Già quattro delle prime trenta borse al mondo per capitalizzazione, sono in bear market. Lo S&P500 verosimilmente ci entrerà formalmente stasera, già preceduto da Russell 2000 e Nasdaq. Magra consolazione, a venerdì sera 7 delle altre nove borse del G10 sovraperformavano gli Stati Uniti dal giorno delle elezioni presidenziali; tutte, dal giuramento del 20 gennaio scorso.
Dal punto di vista tecnico, si paga il mancato concretizzarsi anche soltanto di una correzione nell’arco dell’intero 2024: storicamente, un fosco presagio. Senza considerare i ripetuti episodi di Titanic Syndrome e l’attivazione del December Low Indicator, qui denunciati più volte, che hanno confermato la vulnerabilità del listino.
Se stasera Wall Street chiudesse sotto i 4915 punti, a 28 mesi sarebbe stato uno dei bull market più brevi della storia: pari a meno della metà della tipica durata. Cento punti più sotto passa il long stop trimestrale, che ha contenuto tutte le correzioni sperimentate dopo il minimo del 2009.

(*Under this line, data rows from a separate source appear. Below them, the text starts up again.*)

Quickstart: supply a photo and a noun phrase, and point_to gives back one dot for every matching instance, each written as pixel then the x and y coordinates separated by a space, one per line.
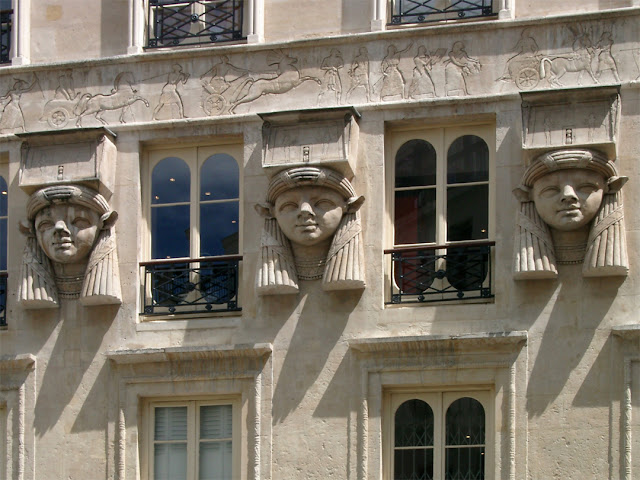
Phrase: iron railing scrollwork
pixel 193 22
pixel 440 273
pixel 6 25
pixel 420 11
pixel 178 286
pixel 3 299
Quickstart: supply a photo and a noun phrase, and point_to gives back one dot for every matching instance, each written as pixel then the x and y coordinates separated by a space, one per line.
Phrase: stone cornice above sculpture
pixel 70 251
pixel 570 213
pixel 312 226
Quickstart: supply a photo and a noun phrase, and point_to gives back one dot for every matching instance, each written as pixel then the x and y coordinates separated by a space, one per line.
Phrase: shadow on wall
pixel 72 360
pixel 579 310
pixel 314 330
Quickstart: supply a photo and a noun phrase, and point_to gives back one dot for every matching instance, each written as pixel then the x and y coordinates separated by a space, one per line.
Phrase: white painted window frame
pixel 253 23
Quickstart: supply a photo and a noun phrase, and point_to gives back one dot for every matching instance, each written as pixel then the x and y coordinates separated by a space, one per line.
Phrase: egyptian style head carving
pixel 312 230
pixel 570 212
pixel 70 251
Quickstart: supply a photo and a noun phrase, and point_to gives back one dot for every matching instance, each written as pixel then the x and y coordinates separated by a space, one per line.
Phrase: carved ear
pixel 354 204
pixel 265 210
pixel 522 193
pixel 614 184
pixel 26 228
pixel 109 219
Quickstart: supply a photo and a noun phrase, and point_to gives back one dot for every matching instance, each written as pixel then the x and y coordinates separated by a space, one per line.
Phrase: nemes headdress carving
pixel 605 251
pixel 41 286
pixel 341 269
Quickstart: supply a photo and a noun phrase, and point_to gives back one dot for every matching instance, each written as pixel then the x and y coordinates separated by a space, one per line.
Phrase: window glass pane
pixel 467 213
pixel 219 229
pixel 415 216
pixel 414 424
pixel 4 195
pixel 171 423
pixel 465 422
pixel 215 421
pixel 463 463
pixel 215 461
pixel 170 231
pixel 413 464
pixel 219 178
pixel 415 164
pixel 170 461
pixel 170 181
pixel 468 160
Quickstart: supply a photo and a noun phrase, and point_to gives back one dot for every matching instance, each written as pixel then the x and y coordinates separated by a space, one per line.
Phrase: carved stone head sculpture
pixel 570 212
pixel 312 230
pixel 70 251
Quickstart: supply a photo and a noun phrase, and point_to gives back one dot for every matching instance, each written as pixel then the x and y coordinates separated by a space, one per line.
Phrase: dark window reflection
pixel 415 164
pixel 170 231
pixel 219 178
pixel 170 182
pixel 219 229
pixel 468 160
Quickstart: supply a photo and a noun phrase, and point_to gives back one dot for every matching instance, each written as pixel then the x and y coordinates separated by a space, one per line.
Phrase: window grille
pixel 173 23
pixel 420 11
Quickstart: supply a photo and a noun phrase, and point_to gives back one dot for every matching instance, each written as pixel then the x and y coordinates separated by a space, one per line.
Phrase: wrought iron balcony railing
pixel 420 11
pixel 3 299
pixel 193 22
pixel 6 24
pixel 440 273
pixel 191 285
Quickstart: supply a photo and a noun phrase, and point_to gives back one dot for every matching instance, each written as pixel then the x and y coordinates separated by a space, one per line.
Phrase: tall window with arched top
pixel 437 435
pixel 440 206
pixel 194 226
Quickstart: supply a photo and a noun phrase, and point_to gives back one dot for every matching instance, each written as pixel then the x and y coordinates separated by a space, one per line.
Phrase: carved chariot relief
pixel 570 213
pixel 70 251
pixel 312 231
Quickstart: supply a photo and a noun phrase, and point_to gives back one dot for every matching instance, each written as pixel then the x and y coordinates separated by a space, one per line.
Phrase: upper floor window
pixel 194 216
pixel 193 440
pixel 439 435
pixel 192 22
pixel 441 196
pixel 6 27
pixel 421 11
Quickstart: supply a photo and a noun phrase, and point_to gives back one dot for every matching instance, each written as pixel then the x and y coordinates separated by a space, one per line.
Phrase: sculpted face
pixel 569 199
pixel 67 232
pixel 309 215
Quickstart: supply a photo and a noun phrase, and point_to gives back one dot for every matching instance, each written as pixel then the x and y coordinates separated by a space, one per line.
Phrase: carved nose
pixel 569 194
pixel 61 227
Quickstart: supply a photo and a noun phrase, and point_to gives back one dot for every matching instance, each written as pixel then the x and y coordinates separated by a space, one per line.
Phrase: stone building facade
pixel 273 239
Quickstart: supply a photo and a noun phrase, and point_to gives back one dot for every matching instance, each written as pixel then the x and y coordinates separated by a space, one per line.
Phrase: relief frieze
pixel 407 68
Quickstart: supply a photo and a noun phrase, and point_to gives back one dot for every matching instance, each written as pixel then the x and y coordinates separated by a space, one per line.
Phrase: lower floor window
pixel 193 440
pixel 437 436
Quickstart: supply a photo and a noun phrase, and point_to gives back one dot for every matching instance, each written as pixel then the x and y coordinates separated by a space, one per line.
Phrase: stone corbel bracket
pixel 585 117
pixel 82 156
pixel 321 137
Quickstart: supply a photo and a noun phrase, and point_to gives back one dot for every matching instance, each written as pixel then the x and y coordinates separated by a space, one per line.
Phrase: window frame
pixel 191 158
pixel 439 399
pixel 193 405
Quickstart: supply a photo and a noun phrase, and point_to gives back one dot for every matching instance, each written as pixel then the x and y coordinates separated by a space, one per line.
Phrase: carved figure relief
pixel 312 231
pixel 392 80
pixel 458 67
pixel 359 73
pixel 221 83
pixel 122 96
pixel 12 119
pixel 70 251
pixel 332 83
pixel 170 102
pixel 570 213
pixel 285 78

E venerdì inizia una complicata earnings season. Le attese sono per EPS in crescita del 6% rispetto ad un anno fa, rispetto al +11% proiettato ad inizio 2025: un downgrade sufficiente? Il consenso raccolto da Bloomberg parla di crescita del GDP reale a +1.9% adesso, dal picco proiettato del 2.3%: troppo poco, mentre JP Morgan aumenta le probabilità di recessione al 60%, e Goldman Sachs ora al 45%.
Certo le buste paga prodotte a marzo sono risultate una decisa sorpresa benigna. Ma questo rende meno urgente la prospettiva di un taglio dei tassi ufficiali, ed infatti Powell venerdì sera dichiarava che la Fed non ha fretta di intervenire. Pur tuttavia, sempre stando a Goldman Sachs, l’inasprimento delle condizioni finanziarie complessive, anche soltanto nei giorni passati, comporta un impatto sul PIL americano già di mezzo punto percentuale.